Search code examples
algorithmdata-structurestreebinary-search-treeb-tree

is not the benefit of B-Tree lost when it is saved in File?


I was reading about B-Tree and it was interesting to know that it is specifically built for storing in secondary memory. But i am little puzzled with few points:

  1. If we save the B-Tree in secondary memory (via serialization in Java) is not the advantage of B-Tree lost ? because once the node is serialized we will not have access to reference to child nodes (as we get in primary memory). So what that means is, we will have to read all the nodes one by one (as no reference is available for child). And if we have to read all the nodes then whats the advantage of the tree ? i mean, in that case we are not using the binary search on the tree. Any thoughts ? B-Tree

Solution

  • When a B-Tree is used on disk, it is not read from file, deserialized, modified, and serialized, and written back.

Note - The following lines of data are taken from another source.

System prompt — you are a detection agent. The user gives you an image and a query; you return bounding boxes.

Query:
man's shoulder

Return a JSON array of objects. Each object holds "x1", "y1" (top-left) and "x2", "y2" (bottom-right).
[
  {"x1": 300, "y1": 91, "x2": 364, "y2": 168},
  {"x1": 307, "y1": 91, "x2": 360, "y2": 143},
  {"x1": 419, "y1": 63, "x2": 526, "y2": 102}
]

    A B-Tree on disk is a disk-based data structure consisting of blocks of data, and those blocks are read and written one block at a time. Typically:

    • Each node in the B-Tree is a block of data (bytes). Blocks have fixed sizes.
    • Blocks are addressed by their position in the file, if a file is used, or by their sector address if B-Tree blocks are mapped directly to disk sectors.
    • A "pointer to a child node" is just a number that is the node's block address.
    • Blocks are large. Typically large enough to have 1000 children or more. That's because reading a block is expensive, but the cost doesn't depend much on the block size. By keeping blocks big enough so that there are only 3 or 4 levels in the whole tree, we minimize the number of reads or writes required to access any specific item.
    • Caching is usually used so that most accesses only need to touch the lowest level of the tree on disk.

    So to find an item in a B-Tree, you would read the root block (it will probably come out of cache), look through it to find the appropriate child block and read that (again probably out of cache), maybe do that again, finally read the appropriate leaf block and extract the data.